O Espírito Santo é chamado de Consolador. A origem latina da palavra “conforto”, próxima de consolo, é com fortis, que transmite a idéia de força na união. À medida que o Espírito Santo visitar o seu espírito, vocês se tornarão mais fortes do que seriam sozinhos. Ao receberem o Espírito Santo, recebem vigor, força, paz e consolo.
O Profeta Joseph Smith ensinou: “Existe uma diferença entre o Espírito Santo e o dom do Espírito Santo. Cornélio recebeu o Espírito Santo antes de ser batizado, que para ele foi o poder persuasivo de Deus sobre a veracidade do Evangelho; mas só poderia receber o dom do Espírito Santo depois de ser batizado. Se ele não tivesse tomado sobre si esse sinal ou ordenança, o Espírito Santo que o convencera da verdade de Deus ter-se-ia apartado dele. Antes de obedecer a essas ordenanças e receber o dom do Espírito Santo pela imposição de mãos, segundo a ordem de Deus, ele não poderia ter curado enfermos ou expulsado o espírito mau de um homem”.6
O Élder Parley P. Pratt (1807–1857), do Quórum dos Doze Apóstolos, ensinou que o Espírito Santo “inspira virtude, gentileza, bondade, ternura, cortesia e caridade. Desenvolve beleza nas pessoas, tanto física como moral. Contribui para a saúde, o vigor, o ânimo e o entrosamento social. Melhora e revigora todas as faculdades do homem físico e intelectual. Fortalece, reanima e tonifica os nervos. Em suma, é (…) medula para os ossos, alegria para o coração, luz para os olhos, música para os ouvidos e vida para todo o ser”.7
O Presidente Marion G. Romney (1897–1988), primeiro conselheiro na Primeira Presidência, incentivou-nos: “Vocês podem tomar decisões corretas em todas as áreas de sua vida se aprenderem a seguir a orientação do Espírito Santo. Podem fazer isso caso se disciplinem para sujeitar seus próprios sentimentos aos sussurros do Espírito. Examinem seus problemas e tomem decisões em espírito de oração. Então, levem essas resoluções e digam a Ele, numa súplica simples e honesta: ‘Pai, quero tomar a melhor decisão. Quero fazer o que é correto. Isto é o que acho que devo fazer; mostra-me se é o curso certo’. Ao fazerem isso, vocês poderão sentir um ardor no peito, caso a decisão seja correta. (…) Quando vocês aprenderem a andar pelo Espírito, nunca cometerão erros”.8
O Profeta Joseph Smith referia-se aos sussurros do Espírito como repentinas “correntes de idéias“.9
O Espírito Santo os tornará independentes. Se vocês aprenderem a ter o Espírito Santo como companheiro constante, todas as outras coisas necessárias se ajustarão. Por meio de sua retidão pessoal, o Espírito de Deus os guiará para que aprendam a controlar-se, melhorar sua altitude, alcançar patamares espirituais mais elevados e achar a verdadeira fonte do poder divino e confiar nela.
O Vento Sob Suas Asas
Para retomarmos a metáfora do vôo de uma aeronave, muitas coisas são necessárias para fazer um avião voar em segurança, mas a mais importante, como eu costumava dizer, é o “vento sob as asas”. Sem ele, não há sustentação, ascensão nem vôo rumo à imensidão azul ou a destinos belos e longínquos.

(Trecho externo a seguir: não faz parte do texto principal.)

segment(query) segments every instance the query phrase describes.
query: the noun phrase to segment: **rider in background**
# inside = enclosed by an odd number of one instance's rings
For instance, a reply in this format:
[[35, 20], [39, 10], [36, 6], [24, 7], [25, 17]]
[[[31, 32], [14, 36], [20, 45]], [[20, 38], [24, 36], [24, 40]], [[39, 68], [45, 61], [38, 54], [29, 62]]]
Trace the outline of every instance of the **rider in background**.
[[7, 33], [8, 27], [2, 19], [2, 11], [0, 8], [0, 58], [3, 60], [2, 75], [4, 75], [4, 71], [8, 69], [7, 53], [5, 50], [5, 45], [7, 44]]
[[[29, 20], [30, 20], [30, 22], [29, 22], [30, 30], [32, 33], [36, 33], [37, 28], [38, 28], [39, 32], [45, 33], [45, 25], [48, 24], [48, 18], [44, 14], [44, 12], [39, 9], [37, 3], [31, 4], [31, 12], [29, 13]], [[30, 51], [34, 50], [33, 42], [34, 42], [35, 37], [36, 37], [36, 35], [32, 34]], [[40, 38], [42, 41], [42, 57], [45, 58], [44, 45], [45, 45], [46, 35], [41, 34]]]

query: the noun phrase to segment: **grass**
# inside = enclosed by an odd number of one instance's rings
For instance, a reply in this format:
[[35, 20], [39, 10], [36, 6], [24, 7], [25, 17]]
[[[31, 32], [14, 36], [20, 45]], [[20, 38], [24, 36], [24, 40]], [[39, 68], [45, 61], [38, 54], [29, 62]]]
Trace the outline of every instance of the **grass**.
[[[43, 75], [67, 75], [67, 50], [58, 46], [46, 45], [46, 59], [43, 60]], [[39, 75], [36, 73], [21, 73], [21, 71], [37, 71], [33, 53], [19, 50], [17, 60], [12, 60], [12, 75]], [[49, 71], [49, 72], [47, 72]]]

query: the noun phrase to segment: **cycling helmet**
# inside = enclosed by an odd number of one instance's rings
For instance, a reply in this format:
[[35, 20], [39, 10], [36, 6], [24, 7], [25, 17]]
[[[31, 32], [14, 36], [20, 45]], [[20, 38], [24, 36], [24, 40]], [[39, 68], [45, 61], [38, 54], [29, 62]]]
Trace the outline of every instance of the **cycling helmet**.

O Espírito Santo será o vento sob suas asas, semeando em seu coração a firme convicção da divindade do Senhor Jesus Cristo e Seu lugar no plano eterno de Deus, seu Pai Eterno. Por meio do Espírito Santo, conhecerão seu lugar nesse plano e seu destino divino e eterno. Vocês se converterão ao Senhor, Seu evangelho e Sua Igreja e jamais se afastarão.
De um discurso proferido num devocional da Universidade Brigham Young em 11 de novembro de 2003.